Stocks made a massive rebound yesterday following Powell’s testimony to the House Financial Services Committee concerning the Fed’s preparedness in containing the shooting inflation rate. Although he did not clearly state the anticipated path to be followed for the interest rates, the market celebrated some relief as he instilled on the confidence that the hikes will be small and gradual. “The near-term effects on the U.S. economy of the invasion of Ukraine, the ongoing war, the sanctions, and of events to come, remain highly uncertain. Making appropriate monetary policy in this environment requires a recognition that the economy evolves in unexpected ways. We will need to be nimble in responding to incoming data and the evolving outlook,” he said in his testimony acknowledging the flux that has hit the U.S. market in the recent past. 

The news was met by feisty trades that saw all the 11 S&P 500 sectors surge led by the financials and materials sectors that increased by 2.55% and 2.24% respectively. The Dow shifted upwards 596.40 points, a move that reversed its 597.65 decline on Tuesday. All the 30 stocks in the index gained except Visa Inc. that lost 0.24%. NASDAQ gained 1.62% to close at 13,752.02 points while S&P 500 increased 1.86% to 4,386.54%. 

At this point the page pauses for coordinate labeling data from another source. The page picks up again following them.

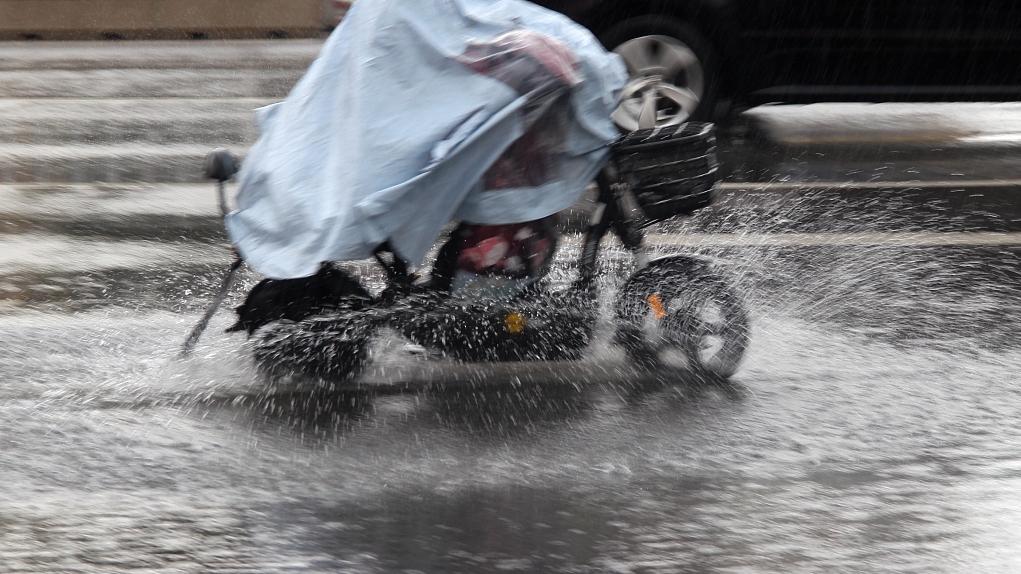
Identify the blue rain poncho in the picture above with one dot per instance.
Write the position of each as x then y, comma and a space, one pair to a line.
409, 118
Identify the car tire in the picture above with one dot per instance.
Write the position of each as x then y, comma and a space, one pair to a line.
665, 41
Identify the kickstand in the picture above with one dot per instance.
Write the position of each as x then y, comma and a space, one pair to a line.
225, 286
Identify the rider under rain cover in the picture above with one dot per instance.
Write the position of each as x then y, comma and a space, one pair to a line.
422, 111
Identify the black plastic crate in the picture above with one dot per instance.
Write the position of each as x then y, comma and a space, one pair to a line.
672, 171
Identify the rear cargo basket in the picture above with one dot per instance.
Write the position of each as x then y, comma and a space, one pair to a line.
672, 171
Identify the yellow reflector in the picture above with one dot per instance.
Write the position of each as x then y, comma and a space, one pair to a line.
515, 323
655, 303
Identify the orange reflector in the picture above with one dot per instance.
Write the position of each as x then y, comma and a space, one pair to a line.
515, 322
655, 303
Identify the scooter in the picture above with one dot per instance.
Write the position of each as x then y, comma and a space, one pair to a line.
677, 311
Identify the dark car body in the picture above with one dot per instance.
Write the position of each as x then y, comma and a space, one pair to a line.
829, 49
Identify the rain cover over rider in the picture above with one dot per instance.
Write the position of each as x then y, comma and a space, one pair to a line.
422, 111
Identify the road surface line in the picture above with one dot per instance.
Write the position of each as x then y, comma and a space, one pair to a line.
892, 239
803, 186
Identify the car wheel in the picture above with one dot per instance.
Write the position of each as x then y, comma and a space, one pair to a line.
673, 74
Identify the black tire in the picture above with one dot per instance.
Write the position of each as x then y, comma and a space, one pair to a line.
686, 35
334, 348
694, 305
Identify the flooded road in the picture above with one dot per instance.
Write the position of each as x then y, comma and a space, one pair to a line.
875, 425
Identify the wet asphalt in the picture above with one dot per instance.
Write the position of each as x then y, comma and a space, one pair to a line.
875, 425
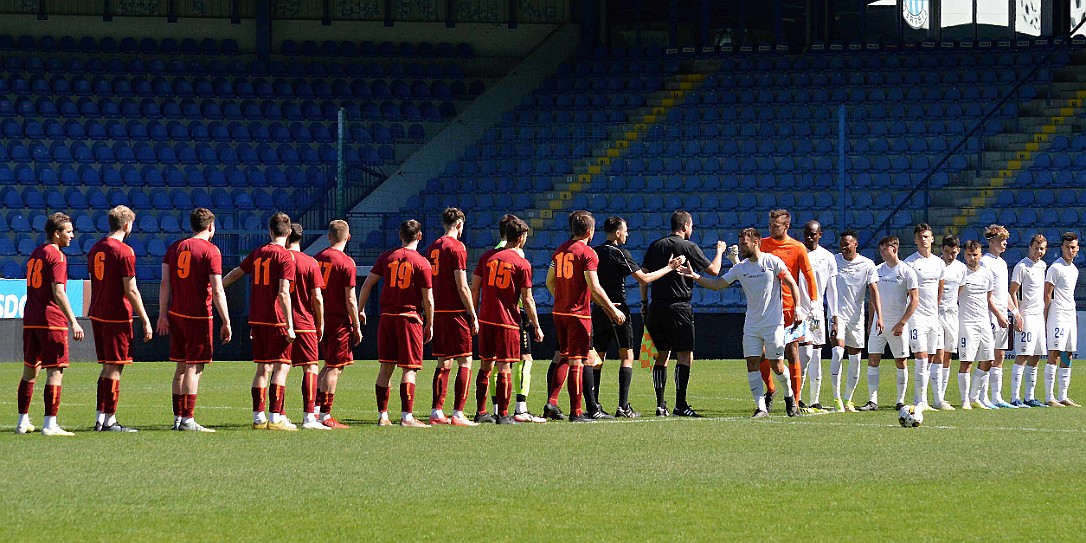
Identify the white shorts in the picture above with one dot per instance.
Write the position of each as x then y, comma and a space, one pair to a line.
851, 331
1000, 337
795, 332
1031, 341
949, 323
816, 326
878, 342
974, 342
925, 335
769, 344
1062, 335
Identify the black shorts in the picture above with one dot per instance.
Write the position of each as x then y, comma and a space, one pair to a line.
671, 326
526, 335
604, 331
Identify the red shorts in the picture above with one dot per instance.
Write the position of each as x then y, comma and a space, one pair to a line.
113, 341
190, 339
303, 351
45, 348
400, 341
336, 344
452, 337
269, 344
499, 343
575, 336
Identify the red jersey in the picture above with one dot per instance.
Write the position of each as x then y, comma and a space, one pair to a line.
306, 278
191, 262
338, 272
795, 259
47, 265
446, 255
267, 265
111, 261
504, 274
571, 297
405, 274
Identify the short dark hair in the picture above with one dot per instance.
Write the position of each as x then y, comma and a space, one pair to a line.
581, 222
279, 225
451, 216
409, 229
201, 218
504, 221
55, 223
295, 234
514, 229
120, 216
338, 230
680, 218
613, 224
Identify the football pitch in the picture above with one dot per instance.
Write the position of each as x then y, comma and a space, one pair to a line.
964, 476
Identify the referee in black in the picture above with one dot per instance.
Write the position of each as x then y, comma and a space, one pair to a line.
615, 265
670, 319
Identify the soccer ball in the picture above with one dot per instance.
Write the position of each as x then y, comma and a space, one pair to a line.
910, 416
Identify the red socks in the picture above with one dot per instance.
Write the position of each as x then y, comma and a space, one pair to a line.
504, 386
440, 388
463, 383
576, 390
482, 390
382, 398
407, 396
260, 399
52, 400
25, 394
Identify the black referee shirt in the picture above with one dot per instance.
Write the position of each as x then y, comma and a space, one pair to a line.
672, 287
615, 265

The rise and fall trajectory in the stock market is expected to continue as the Russia-Ukraine war continues. Although there are planned talks on containing the war, the first round failed to achieve consensus between the two states and war has continued in Ukraine. The ICC has also begun an active probe into the war crimes committed against Ukraine. “I have notified the ICC Presidency a few moments ago of my decision to immediately proceed with active investigations in the Situation. Our work in the collection of evidence has now commenced,” the ICC Prosecutor, Karim Khan, said in a statement acknowledging receipt of referrals from 39 ICC state parties regarding the matter. Will this be enough to make Russia back off? 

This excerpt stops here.